That sounds really cool... but the movie doesn’t live up to the potential of the concept. It’s way too dark and dreary, and so overly serious that it never manages to be very much fun. It doesn’t help that John Willis is one of the most unlikable rogue cop types to ever have the lead in an action thriller. The easy-to-root-for Dirty Harry this guy is not. Willis will flat-out murder unarmed suspects through closed doors – and after he gets chewed out by a higher-up for using excessive force to save a woman from an attacker, there’s an inexcusable scene that brings the whole movie down. Willis witnesses another woman getting attacked by two creeps in the park and is so discouraged by his dealings with the justice system, he just walks away and lets her get attacked. Whatever those creeps intended to do to that women, Willis leaves them to it. And, in that moment, makes us wonder why we’re even bothering to watch his story at all.
This does, of course, eventually build up to a subterranean action sequence where Willis takes on Boris and his gang, but it’s not exciting enough to be worth the journey it took to get there.
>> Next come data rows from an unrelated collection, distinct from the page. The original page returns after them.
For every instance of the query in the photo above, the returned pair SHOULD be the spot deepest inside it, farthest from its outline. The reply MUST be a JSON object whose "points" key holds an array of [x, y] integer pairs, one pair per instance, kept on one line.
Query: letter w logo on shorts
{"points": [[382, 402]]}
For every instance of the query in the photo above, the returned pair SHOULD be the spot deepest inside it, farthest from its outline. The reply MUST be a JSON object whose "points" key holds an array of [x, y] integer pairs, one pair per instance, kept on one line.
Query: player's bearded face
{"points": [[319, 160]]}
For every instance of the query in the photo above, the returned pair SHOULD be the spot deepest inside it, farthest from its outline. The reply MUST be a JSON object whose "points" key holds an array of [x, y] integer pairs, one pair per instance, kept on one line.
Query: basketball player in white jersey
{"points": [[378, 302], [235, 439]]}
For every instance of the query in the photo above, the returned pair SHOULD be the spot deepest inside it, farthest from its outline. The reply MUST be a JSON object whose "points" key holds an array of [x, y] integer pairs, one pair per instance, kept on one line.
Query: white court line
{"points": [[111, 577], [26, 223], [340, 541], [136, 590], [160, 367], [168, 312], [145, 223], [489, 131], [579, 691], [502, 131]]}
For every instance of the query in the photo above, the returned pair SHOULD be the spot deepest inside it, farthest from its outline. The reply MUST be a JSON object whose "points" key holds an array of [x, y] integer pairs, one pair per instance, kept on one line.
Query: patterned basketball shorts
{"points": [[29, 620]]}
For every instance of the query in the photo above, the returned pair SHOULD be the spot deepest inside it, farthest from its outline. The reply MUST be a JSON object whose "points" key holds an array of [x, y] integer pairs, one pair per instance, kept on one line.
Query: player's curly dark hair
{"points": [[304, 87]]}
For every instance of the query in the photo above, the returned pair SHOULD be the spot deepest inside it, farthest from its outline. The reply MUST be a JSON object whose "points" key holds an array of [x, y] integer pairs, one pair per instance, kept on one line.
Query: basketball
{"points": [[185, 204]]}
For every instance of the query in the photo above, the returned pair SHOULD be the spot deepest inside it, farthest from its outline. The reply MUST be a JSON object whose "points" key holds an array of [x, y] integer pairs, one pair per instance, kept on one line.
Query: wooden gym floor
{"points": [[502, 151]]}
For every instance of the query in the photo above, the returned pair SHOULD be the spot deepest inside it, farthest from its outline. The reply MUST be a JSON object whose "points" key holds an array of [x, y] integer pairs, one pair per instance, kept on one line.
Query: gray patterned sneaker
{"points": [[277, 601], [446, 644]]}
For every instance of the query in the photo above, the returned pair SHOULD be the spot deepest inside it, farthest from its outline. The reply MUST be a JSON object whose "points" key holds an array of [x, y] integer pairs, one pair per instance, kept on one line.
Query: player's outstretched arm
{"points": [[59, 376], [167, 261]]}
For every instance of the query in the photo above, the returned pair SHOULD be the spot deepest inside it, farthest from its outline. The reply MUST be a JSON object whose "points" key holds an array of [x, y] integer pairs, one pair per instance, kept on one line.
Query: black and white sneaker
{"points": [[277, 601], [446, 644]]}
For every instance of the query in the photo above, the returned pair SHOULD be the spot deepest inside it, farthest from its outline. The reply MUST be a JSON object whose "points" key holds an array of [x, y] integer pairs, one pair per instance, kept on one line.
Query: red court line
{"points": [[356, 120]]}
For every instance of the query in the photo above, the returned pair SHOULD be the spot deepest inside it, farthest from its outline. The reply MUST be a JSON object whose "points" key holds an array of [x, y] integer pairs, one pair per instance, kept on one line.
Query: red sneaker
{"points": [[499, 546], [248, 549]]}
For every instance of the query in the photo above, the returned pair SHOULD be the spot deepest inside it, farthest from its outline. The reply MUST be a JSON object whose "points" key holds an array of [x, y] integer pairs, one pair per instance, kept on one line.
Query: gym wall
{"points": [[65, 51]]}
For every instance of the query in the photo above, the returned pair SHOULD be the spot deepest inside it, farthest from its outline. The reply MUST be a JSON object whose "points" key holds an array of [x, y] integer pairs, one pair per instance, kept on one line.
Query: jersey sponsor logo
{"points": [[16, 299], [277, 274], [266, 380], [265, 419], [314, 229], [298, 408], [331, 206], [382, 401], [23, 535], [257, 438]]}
Drive-in movie critic Joe Bob Briggs hosted a screening of Underground Terror on The Movie Channel back on January 27, 1990, and he shared my opinion about the scene where Willis ignores the attack on the woman being the scene that ruins the movie. However, most of Joe Bob’s hosting segment was focused on the Abdomenizer, a piece of plastic that was meant to provide back support while a person is doing sit-ups; a rather worthless piece of exercise equipment that was a big deal at the time because it was being sold on an infomercial that was in heavy rotation. Joe Bob does a 4 minute comedy routine regarding the Abdomenizer (which people used as a snow sled so often that they put a sticker on it warning that this piece of plastic was “not to be used as a sled”), and those 4 minutes of Job Bob talking about the Abdomenizer were better than the entirety of Underground Terror.